The Jays want high-ceiling, MLB-ready players instead of many players who are further from contributing in the majors.
10:55am: Jeff Blair of the Globe and Mail says many top Blue Jays people are deciding whether to trade Halladay. It's not just Ricciardi's decision.
Meanwhile, SI's Tom Verducci weighs in. He talked to a scout who spoke of an organizational "tug of war" in Philly, with Pat Gillick and Charlie Manuel pushing the win-now move for Doc while Ruben Amaro Jr. and other player development guys are reluctant to move top prospects.
Verducci says Carlos Carrasco doesn't do anything for the Jays, and they'll require either Drabek or Jason Knapp. The Angels and Dodgers are the other top suitors for Halladay, in Verducci's opinion.
10:07am: Joel Sherman of the New York Post hears that the Blue Jays insist on receiving Drabek because they consider Happ a middle-to-back-of-the-rotation starter. They want Happ, but may relent if the Phillies give up Drabek.
The Phillies remain favorites to add Doc, but the Red Sox and Rangers could still acquire him.

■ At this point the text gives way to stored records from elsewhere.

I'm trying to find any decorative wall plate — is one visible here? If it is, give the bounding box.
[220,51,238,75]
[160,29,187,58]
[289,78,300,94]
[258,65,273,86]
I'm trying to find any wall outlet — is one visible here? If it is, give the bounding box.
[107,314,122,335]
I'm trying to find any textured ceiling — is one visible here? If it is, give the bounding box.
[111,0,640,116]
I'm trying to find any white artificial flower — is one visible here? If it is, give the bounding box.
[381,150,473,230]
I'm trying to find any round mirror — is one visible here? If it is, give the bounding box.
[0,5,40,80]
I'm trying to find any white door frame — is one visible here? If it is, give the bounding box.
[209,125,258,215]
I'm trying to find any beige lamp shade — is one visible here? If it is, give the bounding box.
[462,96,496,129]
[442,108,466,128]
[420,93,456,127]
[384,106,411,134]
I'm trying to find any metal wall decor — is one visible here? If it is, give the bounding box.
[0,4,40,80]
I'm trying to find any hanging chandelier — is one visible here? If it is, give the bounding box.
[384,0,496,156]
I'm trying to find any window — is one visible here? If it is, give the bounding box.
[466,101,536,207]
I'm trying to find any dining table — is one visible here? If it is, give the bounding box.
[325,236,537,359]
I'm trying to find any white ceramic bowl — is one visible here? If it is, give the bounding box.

9:04am: Here's a quick summary of yesterday's Roy Halladay rumors, 15 updates and nearly 400 comments later. The Phillies and Jays reached an "impasse" in their negotiations since neither side wanted to change its offer. The Red Sox are planning a big move, but the Jays would ask the Red Sox or Yankees to give up more than other teams. And what about those other teams? Don't expect the Twins to trade for Halladay, and the Dodgers don't seem likely either. Here are today's rumors:
- Several Phillies people tell David Murphy of the Philadelphia Daily News that they don't expect resolution on a possible Halladay trade before Friday.

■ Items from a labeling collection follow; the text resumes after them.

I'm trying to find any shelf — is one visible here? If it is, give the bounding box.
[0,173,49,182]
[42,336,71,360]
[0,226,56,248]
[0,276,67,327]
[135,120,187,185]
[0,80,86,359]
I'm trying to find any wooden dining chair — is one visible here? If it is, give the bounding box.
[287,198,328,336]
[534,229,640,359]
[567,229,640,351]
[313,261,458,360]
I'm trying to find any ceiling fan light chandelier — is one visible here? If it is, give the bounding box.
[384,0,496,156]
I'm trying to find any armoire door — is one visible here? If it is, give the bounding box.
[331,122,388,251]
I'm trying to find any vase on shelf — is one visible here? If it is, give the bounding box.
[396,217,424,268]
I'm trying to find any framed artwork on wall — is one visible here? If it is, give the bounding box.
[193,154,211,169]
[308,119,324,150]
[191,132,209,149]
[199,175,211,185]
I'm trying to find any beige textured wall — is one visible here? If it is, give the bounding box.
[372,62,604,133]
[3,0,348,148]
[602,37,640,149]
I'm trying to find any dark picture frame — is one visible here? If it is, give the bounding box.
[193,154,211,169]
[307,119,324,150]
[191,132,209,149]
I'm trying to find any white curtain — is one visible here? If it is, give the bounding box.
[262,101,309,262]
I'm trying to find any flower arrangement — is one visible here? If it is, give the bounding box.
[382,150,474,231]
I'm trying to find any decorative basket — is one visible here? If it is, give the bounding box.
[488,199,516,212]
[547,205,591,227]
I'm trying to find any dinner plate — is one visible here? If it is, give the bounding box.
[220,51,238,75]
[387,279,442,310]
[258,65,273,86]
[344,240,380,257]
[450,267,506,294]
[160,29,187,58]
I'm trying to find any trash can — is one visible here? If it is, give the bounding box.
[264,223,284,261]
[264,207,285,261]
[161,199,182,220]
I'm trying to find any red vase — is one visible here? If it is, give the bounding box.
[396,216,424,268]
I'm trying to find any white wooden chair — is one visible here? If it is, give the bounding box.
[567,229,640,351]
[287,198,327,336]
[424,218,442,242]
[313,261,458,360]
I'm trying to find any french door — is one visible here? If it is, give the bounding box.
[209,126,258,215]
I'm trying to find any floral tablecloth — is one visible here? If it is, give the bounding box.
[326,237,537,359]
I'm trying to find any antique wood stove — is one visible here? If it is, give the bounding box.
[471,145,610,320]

- The Blue Jays are still asking for J.A. Happ and Kyle Drabek in any deal.
- The Phillies believe they'd have to give up almost as much to acquire Cliff Lee.
- Andy Martino of the Philadelphia Inquirer hears that the Jays and Phillies are still talking.
- As for Drabek, he struck out six without walking a man yesterday, touching 96 mph on the gun, according to Don Beideman of the Philadelphia Inquirer.
- Yahoo's Tim Brown says no GM believes J.P. Ricciardi will stick to his self imposed deadline. Last week Ricciardi said today was the last day he'd consider dealing Halladay.
Tim Dierkes also contributed to this post.